Computer Science and Engineering MS Thesis Defense by Ali Tuğrul Balcı

August 29, 2018

KOÇ UNIVERSITY

GRADUATE SCHOOL OF SCIENCES & ENGINEERING

COMPUTER SCIENCE AND ENGINEERING

MS THESIS DEFENSE BY ALİ TUĞRUL BALCI

 

Title: Fast Screening Algorithms for Protein Interface Structural Alignments

 

Speaker: Ali Tuğrul Balcı

 

Time: July 30th, 2018, 1:00 PM

 

Place: ENG 208

Koç University

Rumeli Feneri Yolu

Sarıyer, Istanbul

 

Thesis Committee Members:

Prof. Attila Gürsoy (advisor, Koç University)

Prof. Özlem Keskin (co-advisor, Koç University)

Assoc. Prof. Arzucan Özgür (Boğaziçi University)

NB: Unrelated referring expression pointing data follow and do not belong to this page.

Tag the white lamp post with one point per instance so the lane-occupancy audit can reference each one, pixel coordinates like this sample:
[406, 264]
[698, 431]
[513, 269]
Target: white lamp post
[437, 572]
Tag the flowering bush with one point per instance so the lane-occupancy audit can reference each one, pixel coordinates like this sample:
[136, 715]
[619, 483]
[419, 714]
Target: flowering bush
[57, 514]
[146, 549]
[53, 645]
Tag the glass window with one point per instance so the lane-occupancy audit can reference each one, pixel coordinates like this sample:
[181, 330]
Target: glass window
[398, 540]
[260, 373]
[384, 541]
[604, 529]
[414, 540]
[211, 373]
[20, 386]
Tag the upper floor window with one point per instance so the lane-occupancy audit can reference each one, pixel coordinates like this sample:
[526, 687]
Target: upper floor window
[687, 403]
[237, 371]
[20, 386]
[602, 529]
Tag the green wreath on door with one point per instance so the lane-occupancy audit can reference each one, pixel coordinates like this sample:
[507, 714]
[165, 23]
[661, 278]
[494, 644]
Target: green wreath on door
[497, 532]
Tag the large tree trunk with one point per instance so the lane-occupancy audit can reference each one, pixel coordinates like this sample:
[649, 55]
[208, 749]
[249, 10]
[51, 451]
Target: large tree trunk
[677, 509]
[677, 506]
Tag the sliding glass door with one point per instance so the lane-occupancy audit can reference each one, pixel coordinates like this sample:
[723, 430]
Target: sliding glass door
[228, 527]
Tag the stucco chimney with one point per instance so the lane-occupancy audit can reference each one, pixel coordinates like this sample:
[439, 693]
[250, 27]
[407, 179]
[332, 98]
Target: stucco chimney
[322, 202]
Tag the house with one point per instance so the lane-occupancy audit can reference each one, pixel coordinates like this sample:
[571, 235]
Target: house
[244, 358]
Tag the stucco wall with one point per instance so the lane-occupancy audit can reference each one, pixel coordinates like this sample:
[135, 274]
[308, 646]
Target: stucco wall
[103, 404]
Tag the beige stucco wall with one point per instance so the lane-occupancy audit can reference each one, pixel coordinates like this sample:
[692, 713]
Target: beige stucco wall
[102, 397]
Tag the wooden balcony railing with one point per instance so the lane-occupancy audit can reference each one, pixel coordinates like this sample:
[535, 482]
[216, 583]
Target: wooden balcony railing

Prof. Alper Erdoğan (Koç University)

Assoc. Prof. Barış Akgün (Koç University)

 

Abstract:

Protein-protein interactions (PPIs) form the basis of many biological processes in living organisms. The significance of PPIs in mediating biological activity necessitates the identification of novel interactions. Template based structural alignment is one of the computational approaches to predict protein-protein interactions using known protein interfaces.  One challenge in template-based prediction is the computational cost due to the one-to-all comparison of the query protein against a database of all known interfaces. In this thesis, two different approaches have been developed a) QuickRet, a hashing based algorithm, b) and a deep learning based algorithm. QuickRet, a fast screening algorithm, ranks interfaces due to their structural similarity to a query protein.  It extracts features (angles and distances derived from four atoms) from structures of interfaces and compares them with the features extracted from the query protein. QuickRet is tested with the PIFACE database, a clustered protein-protein interface database, and predictions made by the template interface based PPI prediction algorithm, PRISM. The results indicate that QuickRet is successful in filtering structurally dissimilar interfaces for a given protein. With at least 80% match, 99% (320/43500 interface structures remained) of the database is eliminated and the average RMSD value of the remaining structures is 2.4 Å. With at least 90% match, 99.9% (50/43500 structures remained) of the database is eliminated and the average RMSD value drops to 2.28 Å. In addition, a deep learning based method which predicts,  for a given protein complex,  if the interface between the proteins of the complex is a true interface or not (based on known interfaces in Protein Data Bank). The model, a 3-dimensional convolutional model, analyzes the given structure and outputs the probability of the given structure being an interface. The accuracy of the model for several interface data sets, including PIFACE, PPI4DOCK, DOCKGROUND is approximately 80%. Both algorithms can be used to reduce the computational cost of template-based PPI predictions.